1 to 5 relate to an embodiment of the present invention, FIG. 1 is a block diagram showing a configuration of an ultrasonic diagnostic apparatus including an image data interpolating apparatus, and FIG. FIG. 3 is an explanatory diagram showing an outline of fuzzy inference, FIG. 4 is an explanatory diagram showing fuzzy rules and membership functions, FIG. 5 (a) is an explanatory diagram showing original data, FIG. FIG. 5B is an explanatory diagram showing the original data and the interpolated data by the conventional interpolation method, and FIG. 5C is an explanatory diagram showing the original data and the interpolated data by the interpolation method of the present embodiment. 4, 5, 6, 7 latch (image data holding unit) 10 arithmetic circuit (second arithmetic unit) 11 arithmetic circuit (first arithmetic unit) 12 arithmetic circuit (third arithmetic unit) Means 13 Fuzzy calculation unit (Fuzzy calculation means) 14 Adder (Interpolated image data generation means)
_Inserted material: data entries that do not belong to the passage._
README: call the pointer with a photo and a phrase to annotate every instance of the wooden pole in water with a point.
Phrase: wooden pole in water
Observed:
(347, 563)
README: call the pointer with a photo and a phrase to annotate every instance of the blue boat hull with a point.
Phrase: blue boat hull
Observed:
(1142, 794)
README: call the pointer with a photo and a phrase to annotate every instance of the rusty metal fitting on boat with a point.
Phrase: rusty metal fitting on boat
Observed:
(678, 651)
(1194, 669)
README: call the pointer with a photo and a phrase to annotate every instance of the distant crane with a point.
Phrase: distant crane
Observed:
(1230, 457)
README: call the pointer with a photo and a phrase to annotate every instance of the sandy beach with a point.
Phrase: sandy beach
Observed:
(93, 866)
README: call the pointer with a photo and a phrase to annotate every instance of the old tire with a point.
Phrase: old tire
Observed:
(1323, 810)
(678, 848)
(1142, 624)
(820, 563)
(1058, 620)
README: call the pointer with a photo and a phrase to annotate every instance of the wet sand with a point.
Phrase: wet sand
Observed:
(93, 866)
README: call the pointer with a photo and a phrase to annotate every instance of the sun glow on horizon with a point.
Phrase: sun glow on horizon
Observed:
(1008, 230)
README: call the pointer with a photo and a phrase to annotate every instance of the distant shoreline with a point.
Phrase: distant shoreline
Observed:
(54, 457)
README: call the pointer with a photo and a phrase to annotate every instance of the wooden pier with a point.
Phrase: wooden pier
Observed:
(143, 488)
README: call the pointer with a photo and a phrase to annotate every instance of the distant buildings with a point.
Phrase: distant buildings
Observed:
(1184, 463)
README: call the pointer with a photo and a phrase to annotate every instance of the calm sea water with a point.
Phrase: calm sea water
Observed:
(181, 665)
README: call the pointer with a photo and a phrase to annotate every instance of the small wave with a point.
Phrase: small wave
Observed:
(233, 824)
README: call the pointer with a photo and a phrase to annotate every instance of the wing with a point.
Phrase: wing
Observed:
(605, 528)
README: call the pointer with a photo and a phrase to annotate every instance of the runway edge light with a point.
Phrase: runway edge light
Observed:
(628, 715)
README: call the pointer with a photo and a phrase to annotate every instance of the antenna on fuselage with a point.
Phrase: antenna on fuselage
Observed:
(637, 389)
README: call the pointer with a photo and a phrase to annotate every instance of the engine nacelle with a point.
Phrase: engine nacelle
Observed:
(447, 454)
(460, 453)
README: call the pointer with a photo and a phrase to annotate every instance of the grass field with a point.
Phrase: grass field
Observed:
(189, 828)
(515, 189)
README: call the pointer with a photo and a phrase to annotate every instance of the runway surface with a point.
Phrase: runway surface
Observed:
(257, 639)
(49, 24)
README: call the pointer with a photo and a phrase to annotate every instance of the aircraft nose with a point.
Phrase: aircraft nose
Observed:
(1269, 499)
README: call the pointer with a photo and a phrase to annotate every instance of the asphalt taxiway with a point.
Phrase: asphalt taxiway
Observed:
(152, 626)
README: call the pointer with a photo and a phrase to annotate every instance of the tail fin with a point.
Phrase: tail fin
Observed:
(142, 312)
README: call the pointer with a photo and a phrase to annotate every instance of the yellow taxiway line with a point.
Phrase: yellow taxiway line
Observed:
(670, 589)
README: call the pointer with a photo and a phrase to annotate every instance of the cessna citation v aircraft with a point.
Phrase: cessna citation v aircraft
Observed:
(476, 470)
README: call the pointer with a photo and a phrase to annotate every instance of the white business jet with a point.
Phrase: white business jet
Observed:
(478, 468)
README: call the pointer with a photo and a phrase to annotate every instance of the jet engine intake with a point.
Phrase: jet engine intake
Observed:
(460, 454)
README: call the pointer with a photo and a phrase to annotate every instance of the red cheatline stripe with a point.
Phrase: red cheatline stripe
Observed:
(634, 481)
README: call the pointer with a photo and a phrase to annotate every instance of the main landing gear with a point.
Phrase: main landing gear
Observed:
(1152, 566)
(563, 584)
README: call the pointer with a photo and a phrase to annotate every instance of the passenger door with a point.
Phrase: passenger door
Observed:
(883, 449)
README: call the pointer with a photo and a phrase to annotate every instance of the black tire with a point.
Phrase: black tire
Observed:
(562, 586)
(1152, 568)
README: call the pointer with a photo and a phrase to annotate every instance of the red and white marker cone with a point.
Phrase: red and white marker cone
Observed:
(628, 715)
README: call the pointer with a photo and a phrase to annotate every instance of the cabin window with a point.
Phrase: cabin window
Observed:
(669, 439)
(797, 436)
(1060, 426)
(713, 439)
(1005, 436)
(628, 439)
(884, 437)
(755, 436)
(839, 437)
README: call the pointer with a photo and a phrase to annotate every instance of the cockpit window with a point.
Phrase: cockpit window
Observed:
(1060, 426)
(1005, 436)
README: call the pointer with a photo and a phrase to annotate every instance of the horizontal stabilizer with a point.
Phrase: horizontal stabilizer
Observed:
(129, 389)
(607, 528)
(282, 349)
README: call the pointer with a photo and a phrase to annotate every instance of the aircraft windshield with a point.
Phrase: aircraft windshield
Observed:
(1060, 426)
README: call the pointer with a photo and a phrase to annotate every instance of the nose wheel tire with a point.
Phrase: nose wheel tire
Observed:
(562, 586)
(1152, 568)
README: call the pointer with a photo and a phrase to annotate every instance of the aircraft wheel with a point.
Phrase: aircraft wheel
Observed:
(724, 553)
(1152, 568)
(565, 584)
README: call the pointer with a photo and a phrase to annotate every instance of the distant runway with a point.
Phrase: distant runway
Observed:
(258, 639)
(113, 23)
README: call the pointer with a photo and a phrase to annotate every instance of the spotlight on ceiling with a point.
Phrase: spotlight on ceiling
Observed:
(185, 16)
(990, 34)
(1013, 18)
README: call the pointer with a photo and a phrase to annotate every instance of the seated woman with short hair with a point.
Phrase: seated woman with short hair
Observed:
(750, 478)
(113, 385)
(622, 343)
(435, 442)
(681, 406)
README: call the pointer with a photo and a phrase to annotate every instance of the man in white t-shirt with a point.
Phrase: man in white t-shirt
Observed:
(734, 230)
Continuation of the front page (72) Inventor Hiroki Hibino 2-43-2 Hatagaya, Shibuya-ku, Tokyo Within O-limpus Optical Industry Co., Ltd. (72) Inventor Tomohisa Sakurai 2-43-2 Hatagaya, Shibuya-ku, Tokyo O-limpus Inside Optical Industry Co., Ltd. (72) Inventor Yutaka Takahashi 2-43-2 Hatagaya, Shibuya-ku, Tokyo O-limpus Optical Industry Co., Ltd. (72) Inventor Akira Murata 2-43-2 Hatagaya, Shibuya-ku, Tokyo O-limpus Within Optical Industry Co., Ltd. (72) Nobuyuki Sakamoto 2-43-2 Hatagaya, Shibuya-ku, Tokyo O-limpus Optical Industry Co., Ltd. (72) Yoshihiro Kosaka 2-43-2 Hatagaya, Shibuya-ku, Tokyo O-limpus Inside Optical Industry Co., Ltd. (72) Inventor Koichi Matsui 2-43-2, Hatagaya, Shibuya-ku, Tokyo O In-Limpus Optical Industry Co., Ltd. (72) Inventor Shoichi Gotanda 2-43-2, Hatagaya, Shibuya-ku, Tokyo O Departed from Linpass Optical Co., Ltd. (72) Person Kazunori Kobayashi Within O-limpus Optical Industry Co., Ltd. 2-43-2, Hatagaya, Shibuya-ku, Tokyo (72) Inventor Yoshiji Koda 2-43-2 Hatagaya, Shibuya-ku, Tokyo Within O-lympus Optical Industries Co., Ltd. (56) References JP-A-2-93942 (JP, A) JP-A-64-8439 (JP, A) JP-A-1-126779 (JP, A) (58) Fields investigated (Int. Cl. ⁶ , DB name ) G06F 17/17 G06F 9/44 554 G06T 3/40

Claims (1)

(57) [Claims] 1. An image data holding means for holding four image data at positions adjacent to each other, and a first image data and a second image data adjacent to each other among the four image data, First calculating means for calculating a data change amount between the first and second image data, and interpolated image data for interpolating between the two image data from the second and third image data adjacent to each other among the four image data. A second calculating means for calculating, from third and fourth image data adjacent to each other among the four image data, a data change amount between the two image data; Fuzzy calculating means for performing a fuzzy inference based on the data change amount calculated by the first and third calculating means to calculate a correction value; and interpolating image data obtained by the second calculating means. Based on the correction value obtained by data and the fuzzy operation means, the image data interpolation apparatus comprising: the means for generating a corrected interpolated image data, further comprising: a.